The between-group differences in the composite renal endpoint and in macroalbuminuria remained after accounting for glycated hemoglobin levels, and Mann and team say that the “moderate” reduction in blood pressure seen with liraglutide is unlikely to fully account for its renoprotective effect.
“The mechanisms behind the renal effects of liraglutide are probably multifactorial,” they write in The New England Journal of Medicine.
The protective effect of liraglutide treatment was also evident in patients who had microalbuminuria or macroalbuminuria at baseline, although it was not statistically significant in patients with an eGFR of less than 60 mL/min per 1.73 m2.

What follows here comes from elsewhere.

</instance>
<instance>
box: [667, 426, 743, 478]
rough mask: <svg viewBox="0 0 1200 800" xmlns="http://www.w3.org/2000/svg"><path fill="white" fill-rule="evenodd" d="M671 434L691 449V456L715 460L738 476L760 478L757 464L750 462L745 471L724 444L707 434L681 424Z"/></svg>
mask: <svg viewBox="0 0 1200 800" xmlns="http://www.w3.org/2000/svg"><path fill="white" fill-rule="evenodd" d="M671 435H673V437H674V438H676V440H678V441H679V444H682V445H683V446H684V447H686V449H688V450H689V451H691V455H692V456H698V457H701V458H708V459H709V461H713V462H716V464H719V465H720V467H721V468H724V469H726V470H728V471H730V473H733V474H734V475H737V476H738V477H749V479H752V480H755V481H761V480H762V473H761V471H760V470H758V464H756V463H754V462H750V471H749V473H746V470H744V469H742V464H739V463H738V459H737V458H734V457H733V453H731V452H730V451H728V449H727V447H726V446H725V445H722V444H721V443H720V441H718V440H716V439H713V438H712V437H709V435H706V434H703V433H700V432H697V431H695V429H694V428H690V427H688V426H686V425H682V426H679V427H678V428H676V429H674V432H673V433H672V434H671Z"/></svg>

In the overall study population, liraglutide treatment was associated with a small but significant 2% slowing in the rate of eGFR decline, and by the end of the follow-up the urinary albumin-to-creatinine ratio was a significant 17% lower in the liraglutide than placebo group.
In an accompanying editorial, Ian de Boer (University of Washington and Veterans Affairs Puget Sound Health Care System, Seattle, USA) cautions that these findings in patients at high cardiovascular risk “may not extrapolate to the broader population of patients with type 2 diabetes.”
But he suggests: “Currently, it is logical to consider including a GLP-1 agonist or [sodium-glucose co-transporter 2] inhibitor in the glucose-lowering regimen of patients with type 2 diabetes and mild-to-moderate diabetic kidney disease, with the anticipation of salutary renal and, particularly, cardiovascular effects.”